Human papillomaviruses (HPVs) are associated with anogenital warts and are the causative factor for cervical cancer in women worldwide. Currently, two prophylactic vaccines (Gardasil and Cervarix) successfully prevent infection by two of the most prevalent and cancer-associated HPV types (HPV-16 and -18). To measure the efficacy of these vaccines, serum antibody levels are monitored from vaccinated individuals. For large epidemiological studies, it is labour-intensive and challenging to collect serum samples. Previous studies have demonstrated that antibodies can be detected in body fluids such as nasal secretions, tears, saliva, etc. (Douglas et al., 1967; Friedman et al., 1989; Little et al., 1969; Madar et al., 2002). Antibodies against an array of viruses, such as measles virus, herpes simplex virus (HSV) and HIV, have been detected in tear samples (Allansmith, 1973; Friedman, 1990; Langford et al., 2003; Liotet et al., 1987; Rozanova et al., 2006). Detection of antibodies against papillomavirus in body fluids such as tears is untested. In addition, a comparative study of antibody titres from tear samples and serum samples has not been performed. If we can demonstrate antibodies in body fluids as well as in serum samples, we can apply this non-invasive method to monitor antibody levels in immunized populations. In this study, we used a cottontail rabbit papillomavirus (CRPV)/domestic rabbit model to address these questions.
For immunization studies, two clinically available HPV vaccines (Gardasil and Cervarix) together with a CRPV L1 virus-like particle (VLP) vaccine were used. For natural infection studies, CRPV viral DNA or infectious virions were used. Type-specific antibodies were detected from both serum and tear samples in both studies. Much higher titres were found in immunized animals when compared with naturally infected animals. In addition, significantly higher antibody titres were found in serum samples when compared with corresponding tear samples. However, much lower background was found in tear samples, which can help to improve the specificity and sensitivity of the assay. The major subtypes of antibodies in tears were IgA followed by IgG and IgM, whilst the major isotype in serum samples was IgG. Rabbits with higher serum titres also had higher titres in their corresponding tear samples. These findings suggest that collecting tears can be an alternative strategy to monitor antibodies in both papillomavirus-vaccinated and naturally infected animals, and may be potentially applicable in human studies and clinical diagnosis.
Results
Antibody detection in tear samples from rabbits naturally infected and immunized with CRPV
Our previous studies have demonstrated that anti-L1 antibodies could be detected from rabbit serum samples that were naturally infected with either viral DNA or infectious virions (Hu et al., 2007b). In this study, we collected tear and serum samples from three rabbits infected with virus and one rabbit infected with viral DNA. Anti-CRPV L1 antibodies were detected by standard ELISA. As shown in Table 1, all the rabbits generated detectable anti-CRPV L1 antibodies in both serum and tear samples. In addition, two rabbits immunized with CRPV L1 VLPs were tested for antibody generation in both serum and tear samples (Table 1).

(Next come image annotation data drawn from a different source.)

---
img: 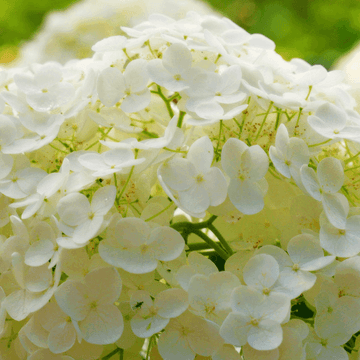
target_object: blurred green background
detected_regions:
[0,0,360,68]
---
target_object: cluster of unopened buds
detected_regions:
[0,12,360,360]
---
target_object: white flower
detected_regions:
[308,103,360,139]
[0,155,47,199]
[35,301,78,354]
[55,267,124,345]
[99,218,185,274]
[14,63,75,112]
[185,65,247,120]
[256,234,335,299]
[320,208,360,257]
[158,311,223,360]
[97,59,151,112]
[147,43,193,91]
[269,124,309,184]
[79,149,145,177]
[221,138,269,215]
[176,251,219,291]
[220,286,290,350]
[130,289,189,338]
[300,157,349,229]
[57,185,116,244]
[188,271,240,325]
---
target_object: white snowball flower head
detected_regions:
[221,138,269,215]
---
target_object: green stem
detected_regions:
[145,202,173,221]
[146,336,153,360]
[308,139,332,147]
[177,111,186,129]
[152,85,174,118]
[49,144,68,155]
[255,101,274,141]
[305,85,312,100]
[275,108,281,131]
[188,243,212,251]
[208,224,234,255]
[117,166,135,200]
[101,348,124,360]
[98,128,119,142]
[85,140,99,150]
[294,108,302,135]
[344,151,360,164]
[171,215,217,232]
[215,120,223,160]
[192,229,229,260]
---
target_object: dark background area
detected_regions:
[0,0,360,68]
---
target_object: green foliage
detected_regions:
[0,0,76,46]
[208,0,360,68]
[0,0,360,68]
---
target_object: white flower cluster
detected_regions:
[0,12,360,360]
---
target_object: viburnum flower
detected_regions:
[158,136,226,217]
[308,103,360,141]
[97,59,151,112]
[269,124,309,186]
[176,252,219,291]
[319,208,360,257]
[221,138,269,215]
[0,6,360,360]
[300,157,349,229]
[147,43,194,91]
[158,311,223,360]
[57,186,116,244]
[220,286,290,350]
[14,63,75,112]
[55,267,124,344]
[187,271,240,325]
[99,218,185,274]
[130,289,189,338]
[256,234,335,299]
[79,149,145,177]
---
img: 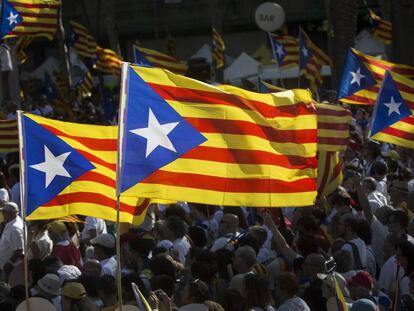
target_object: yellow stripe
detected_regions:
[122,183,316,207]
[162,158,316,181]
[201,134,316,157]
[167,100,316,130]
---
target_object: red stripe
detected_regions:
[181,146,318,169]
[316,105,352,117]
[17,19,57,30]
[148,83,315,118]
[357,55,414,76]
[381,127,414,142]
[141,170,316,193]
[318,152,332,197]
[20,12,57,19]
[185,118,316,144]
[318,136,348,146]
[9,1,60,10]
[42,124,118,151]
[77,149,116,172]
[76,171,116,191]
[43,192,135,215]
[318,122,349,131]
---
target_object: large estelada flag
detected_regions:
[338,48,414,105]
[118,64,317,207]
[6,0,61,40]
[370,71,414,149]
[368,10,392,44]
[19,112,148,224]
[134,45,188,75]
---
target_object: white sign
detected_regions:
[254,2,285,32]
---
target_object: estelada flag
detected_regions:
[118,64,317,207]
[19,112,148,224]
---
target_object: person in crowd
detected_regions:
[49,221,81,268]
[0,202,23,279]
[90,233,117,278]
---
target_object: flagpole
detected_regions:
[17,110,30,311]
[116,62,129,311]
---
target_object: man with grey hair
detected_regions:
[0,202,23,279]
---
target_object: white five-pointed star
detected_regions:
[30,145,72,188]
[7,12,19,26]
[349,68,365,86]
[384,96,402,116]
[302,46,309,57]
[276,45,285,57]
[130,108,180,158]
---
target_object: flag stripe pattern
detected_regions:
[25,114,148,224]
[69,21,97,58]
[6,0,61,40]
[317,150,343,197]
[368,10,392,44]
[134,46,188,75]
[300,29,332,85]
[122,66,317,206]
[316,103,352,151]
[211,28,226,69]
[372,72,414,149]
[270,34,299,69]
[0,120,19,152]
[16,36,33,64]
[94,46,122,76]
[340,49,414,105]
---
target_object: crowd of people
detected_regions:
[0,85,414,311]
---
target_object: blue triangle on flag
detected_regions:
[120,67,207,192]
[22,115,95,215]
[0,0,23,39]
[338,49,377,99]
[134,46,154,67]
[370,71,411,136]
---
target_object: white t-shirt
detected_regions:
[342,238,367,269]
[277,297,310,311]
[0,216,23,268]
[173,237,191,264]
[378,256,405,294]
[82,216,107,239]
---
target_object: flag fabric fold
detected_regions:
[19,113,148,224]
[338,48,414,105]
[118,64,317,207]
[134,45,188,75]
[368,9,392,44]
[6,0,62,40]
[211,28,226,69]
[370,71,414,148]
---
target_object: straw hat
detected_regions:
[16,297,56,311]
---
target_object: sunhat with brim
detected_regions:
[16,297,56,311]
[62,282,86,299]
[37,273,61,296]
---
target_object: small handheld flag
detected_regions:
[0,0,23,39]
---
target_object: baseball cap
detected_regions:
[62,282,86,299]
[48,221,67,233]
[382,150,400,161]
[0,202,19,212]
[348,271,372,289]
[91,233,115,248]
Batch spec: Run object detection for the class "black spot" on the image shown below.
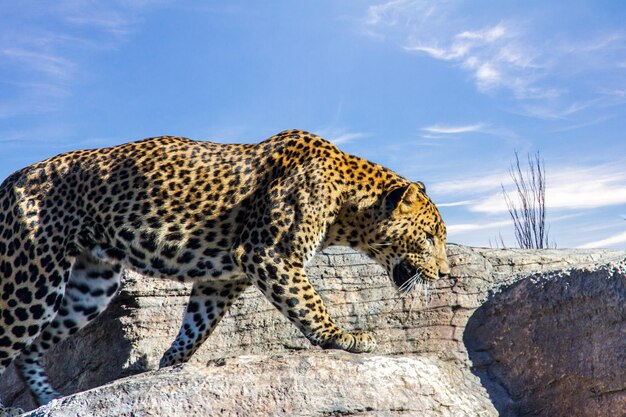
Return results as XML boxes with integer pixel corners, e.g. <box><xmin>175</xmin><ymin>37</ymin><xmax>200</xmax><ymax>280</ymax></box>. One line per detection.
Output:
<box><xmin>107</xmin><ymin>284</ymin><xmax>119</xmax><ymax>297</ymax></box>
<box><xmin>15</xmin><ymin>307</ymin><xmax>29</xmax><ymax>321</ymax></box>
<box><xmin>28</xmin><ymin>324</ymin><xmax>39</xmax><ymax>337</ymax></box>
<box><xmin>119</xmin><ymin>229</ymin><xmax>135</xmax><ymax>242</ymax></box>
<box><xmin>63</xmin><ymin>319</ymin><xmax>76</xmax><ymax>329</ymax></box>
<box><xmin>272</xmin><ymin>284</ymin><xmax>285</xmax><ymax>295</ymax></box>
<box><xmin>28</xmin><ymin>304</ymin><xmax>46</xmax><ymax>320</ymax></box>
<box><xmin>11</xmin><ymin>326</ymin><xmax>26</xmax><ymax>337</ymax></box>
<box><xmin>106</xmin><ymin>247</ymin><xmax>126</xmax><ymax>261</ymax></box>
<box><xmin>176</xmin><ymin>251</ymin><xmax>194</xmax><ymax>264</ymax></box>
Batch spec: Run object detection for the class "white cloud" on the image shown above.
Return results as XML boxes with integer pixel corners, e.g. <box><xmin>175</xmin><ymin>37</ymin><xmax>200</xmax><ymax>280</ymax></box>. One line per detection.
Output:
<box><xmin>0</xmin><ymin>0</ymin><xmax>162</xmax><ymax>118</ymax></box>
<box><xmin>313</xmin><ymin>128</ymin><xmax>370</xmax><ymax>145</ymax></box>
<box><xmin>363</xmin><ymin>0</ymin><xmax>626</xmax><ymax>108</ymax></box>
<box><xmin>437</xmin><ymin>200</ymin><xmax>473</xmax><ymax>207</ymax></box>
<box><xmin>422</xmin><ymin>123</ymin><xmax>485</xmax><ymax>135</ymax></box>
<box><xmin>579</xmin><ymin>232</ymin><xmax>626</xmax><ymax>249</ymax></box>
<box><xmin>446</xmin><ymin>220</ymin><xmax>512</xmax><ymax>235</ymax></box>
<box><xmin>438</xmin><ymin>161</ymin><xmax>626</xmax><ymax>214</ymax></box>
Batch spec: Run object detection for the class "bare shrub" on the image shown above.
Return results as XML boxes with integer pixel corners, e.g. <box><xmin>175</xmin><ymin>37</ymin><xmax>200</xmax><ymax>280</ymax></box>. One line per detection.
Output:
<box><xmin>501</xmin><ymin>151</ymin><xmax>549</xmax><ymax>249</ymax></box>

Regardless of the treatment, the antibody levels were ~10-fold lower in tear samples than those in the corresponding serum samples. Interestingly, much lower background was detected in normal tear samples when compared with the corresponding serum samples.
Table 1. Half-maximal ELISA titres of antibodies in tear and serum samples.
Rabbit ID no. | Treatment | Anti-CRPV L1 antibody titre | |
Tears | Serum | ||
2885 | Virus infection | 1 : 1000 | 1 : 10 000 |
2904 | 1 : 500 | 1 : 2000 | |
2908 | 1 : 2000 | 1 : 20 000 | |
2853 | Viral DNA | 1 : 1000 | 1 : 10 000 |
2937 | CRPV L1 VLP vaccination | 1 : 800 | 1 : 20 000 |
2938 | 1 : 600 | 1 : 10 000 | |
2923 | Naive | 0 | 0 |
To further confirm the findings, we collected tear and serum from nine additional animals infected with viral DNA for antibody detection. All animals showed positivity against CRPV VLPs in both tear and serum samples (Fig. 1a). These observations validated the possibility of using tear samples for monitoring natural infection.
Antibody detection in tear samples of Gardasil- and Cervarix-immunized rabbits
Our previous studies had shown that HPV L1 VLP immunization in rabbits successfully promotes high titres of type-specific antibodies that lead to strong type-specific protection in New Zealand white (NZW) rabbits (Mejia et al., 2006). In this study, we further investigated whether antibodies could be detected in the tear samples from L1 VLP-immunized animals. In addition to our laboratory-generated CRPV L1 VLPs, we also used two commercially available HPV vaccines: Gardasil (containing HPV-16, -18, -6 and -11 L1 VLPs) and Cervarix (HPV-16 and -18 L1 VLPs). Two or three rabbits were used for each group as shown in Table 2. Doses of 50 µg CRPV L1 VLPs were used, whereas the clinical dose for humans was used for Gardasil and Cervarix immunizations. Three immunizations at 2-week intervals were administered to the animals. Tear and serum samples were harvested for serological analysis 1 week after the final booster immunization.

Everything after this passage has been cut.